World consumption of monocalcium phosphate (MCP) (29% of the world total) is forecast to grow at an average annual rate of 2.5% during 2015–20. Growth will be led by China at about 7% per year during 2015–20, followed by Other Asia (about 3.5% per year), Africa and the Middle East, the United States, and Central and South America. Western Europe is the leading consumer, accounting for a share of 26%, followed by the United States, China, Central and Eastern Europe, and Africa and the Middle East.
Growth in the consumption of tricalcium phosphate (TCP) (7% of the world total) is forecast at 2.5% annually during 2015–20. Central and Eastern Europe is the leading consumer at 34%, followed by China (25%), the United States, Japan, and Central and South America. Growth will be led by China and the United States, at about 7% and 3% per year, respectively, during 2015–20. Consumption in most other regions is declining. Most consumption is for poultry.
Consumption of feed-grade calcium phosphates is forecast to grow at 2.0% annually during 2015–20, led by China at 4.6%, Africa and the Middle East at 2.5%, and the United States at 0.9%. Several regions are projected to have declines, including Japan, Central and South America, and Western Europe.

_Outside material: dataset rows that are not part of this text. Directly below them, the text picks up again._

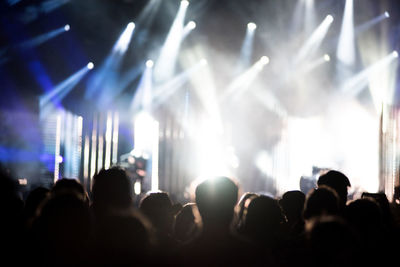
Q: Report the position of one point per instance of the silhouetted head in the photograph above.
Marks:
(321, 201)
(338, 181)
(216, 199)
(243, 203)
(185, 223)
(69, 186)
(111, 190)
(365, 214)
(332, 241)
(264, 216)
(34, 199)
(292, 203)
(158, 207)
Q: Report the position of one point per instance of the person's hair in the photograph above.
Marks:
(111, 189)
(216, 199)
(321, 201)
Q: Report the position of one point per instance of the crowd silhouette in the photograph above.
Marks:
(66, 226)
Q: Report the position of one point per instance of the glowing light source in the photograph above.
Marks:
(149, 63)
(123, 42)
(203, 61)
(315, 40)
(251, 26)
(184, 3)
(191, 24)
(329, 18)
(164, 67)
(137, 188)
(346, 51)
(264, 60)
(90, 65)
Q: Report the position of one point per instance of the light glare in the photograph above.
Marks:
(149, 63)
(185, 3)
(90, 65)
(264, 60)
(251, 26)
(192, 25)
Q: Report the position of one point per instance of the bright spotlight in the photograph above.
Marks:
(264, 60)
(184, 3)
(131, 26)
(149, 63)
(251, 26)
(203, 61)
(192, 25)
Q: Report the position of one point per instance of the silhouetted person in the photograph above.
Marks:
(241, 209)
(216, 245)
(265, 222)
(292, 203)
(70, 186)
(62, 231)
(122, 240)
(265, 227)
(111, 193)
(186, 226)
(158, 208)
(331, 242)
(366, 217)
(321, 201)
(11, 222)
(32, 203)
(339, 182)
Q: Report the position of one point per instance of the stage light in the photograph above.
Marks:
(192, 25)
(185, 3)
(264, 60)
(131, 26)
(314, 41)
(90, 65)
(251, 26)
(149, 63)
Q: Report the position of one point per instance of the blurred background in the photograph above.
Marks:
(271, 93)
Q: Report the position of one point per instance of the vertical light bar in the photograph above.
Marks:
(57, 149)
(154, 157)
(78, 154)
(107, 160)
(115, 139)
(100, 152)
(94, 146)
(86, 152)
(137, 188)
(346, 46)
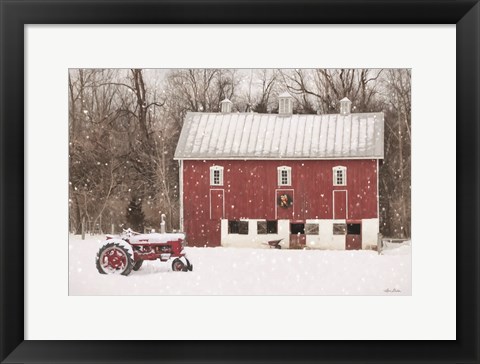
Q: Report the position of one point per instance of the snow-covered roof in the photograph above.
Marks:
(273, 136)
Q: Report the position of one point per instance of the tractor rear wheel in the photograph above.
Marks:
(178, 266)
(112, 258)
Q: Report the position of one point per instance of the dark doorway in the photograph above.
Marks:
(354, 236)
(298, 239)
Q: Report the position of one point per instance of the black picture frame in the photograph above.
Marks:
(16, 14)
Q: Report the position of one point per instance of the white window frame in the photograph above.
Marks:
(289, 175)
(214, 169)
(342, 169)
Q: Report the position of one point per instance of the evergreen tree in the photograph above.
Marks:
(135, 215)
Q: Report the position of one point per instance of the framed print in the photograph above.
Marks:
(52, 309)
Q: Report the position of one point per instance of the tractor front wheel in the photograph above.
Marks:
(112, 258)
(137, 265)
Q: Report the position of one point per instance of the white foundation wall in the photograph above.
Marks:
(325, 239)
(254, 240)
(370, 229)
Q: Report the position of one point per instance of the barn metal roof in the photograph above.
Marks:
(273, 136)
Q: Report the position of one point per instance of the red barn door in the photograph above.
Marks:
(354, 235)
(217, 211)
(340, 204)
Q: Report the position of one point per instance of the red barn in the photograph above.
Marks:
(249, 178)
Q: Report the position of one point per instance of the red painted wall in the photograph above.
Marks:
(250, 192)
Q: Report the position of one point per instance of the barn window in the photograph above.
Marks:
(238, 227)
(339, 229)
(216, 176)
(339, 176)
(354, 229)
(284, 176)
(267, 227)
(311, 229)
(297, 228)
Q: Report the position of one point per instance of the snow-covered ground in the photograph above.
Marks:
(236, 271)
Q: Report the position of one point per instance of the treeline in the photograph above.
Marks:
(124, 126)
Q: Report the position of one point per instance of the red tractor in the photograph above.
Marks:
(124, 253)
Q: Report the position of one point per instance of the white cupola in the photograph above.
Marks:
(226, 106)
(285, 104)
(345, 106)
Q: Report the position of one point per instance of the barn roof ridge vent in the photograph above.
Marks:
(226, 106)
(345, 106)
(285, 104)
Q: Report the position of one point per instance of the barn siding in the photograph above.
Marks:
(250, 192)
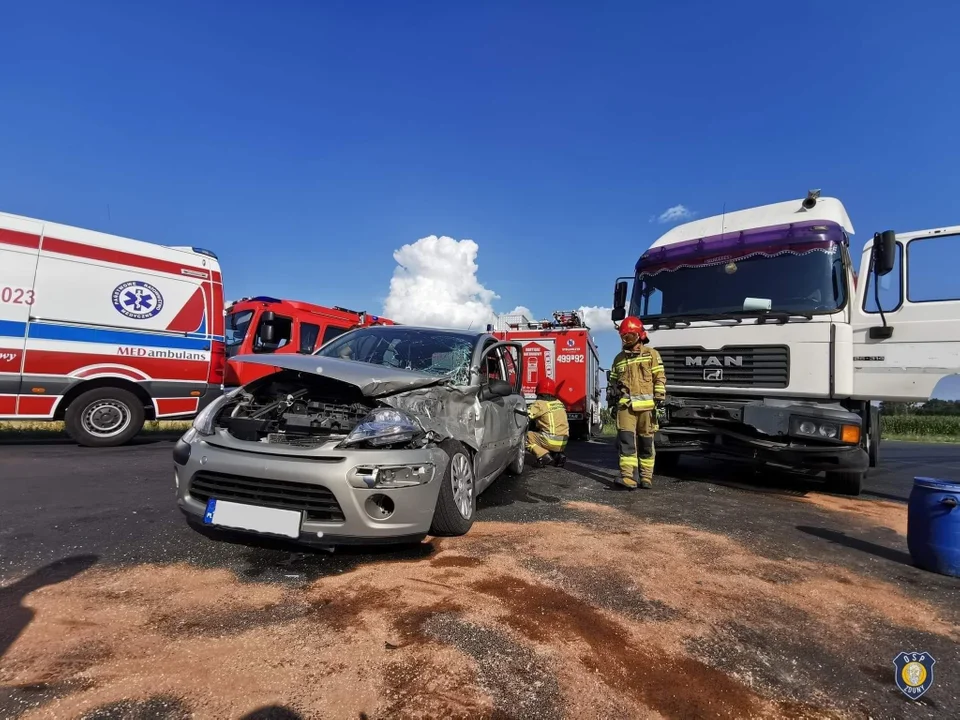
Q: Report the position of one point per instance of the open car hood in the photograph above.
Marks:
(372, 380)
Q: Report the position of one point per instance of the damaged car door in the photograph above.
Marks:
(502, 406)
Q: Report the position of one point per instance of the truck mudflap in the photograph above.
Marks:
(766, 431)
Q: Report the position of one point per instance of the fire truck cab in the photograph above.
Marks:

The boom in the biofuel industry resulted in surging demand for phosphate crop nutrition, which pushed up phosphate pricing to historical highs during 2002–08, coupled with rising energy costs. The phosphate industry went through a phase of rapid expansion to meet growing demand for both crop nutrition and animal feed, but it is now faced with overcapacity. The prices for inorganic feed phosphate and phosphate fertilizers recovered from the post-2008 correction until after 2012 when the oversupply issues and lower energy prices started to weigh on the pricing of products. The price of crude oil was at an historical low below $30 per barrel as of January 2016.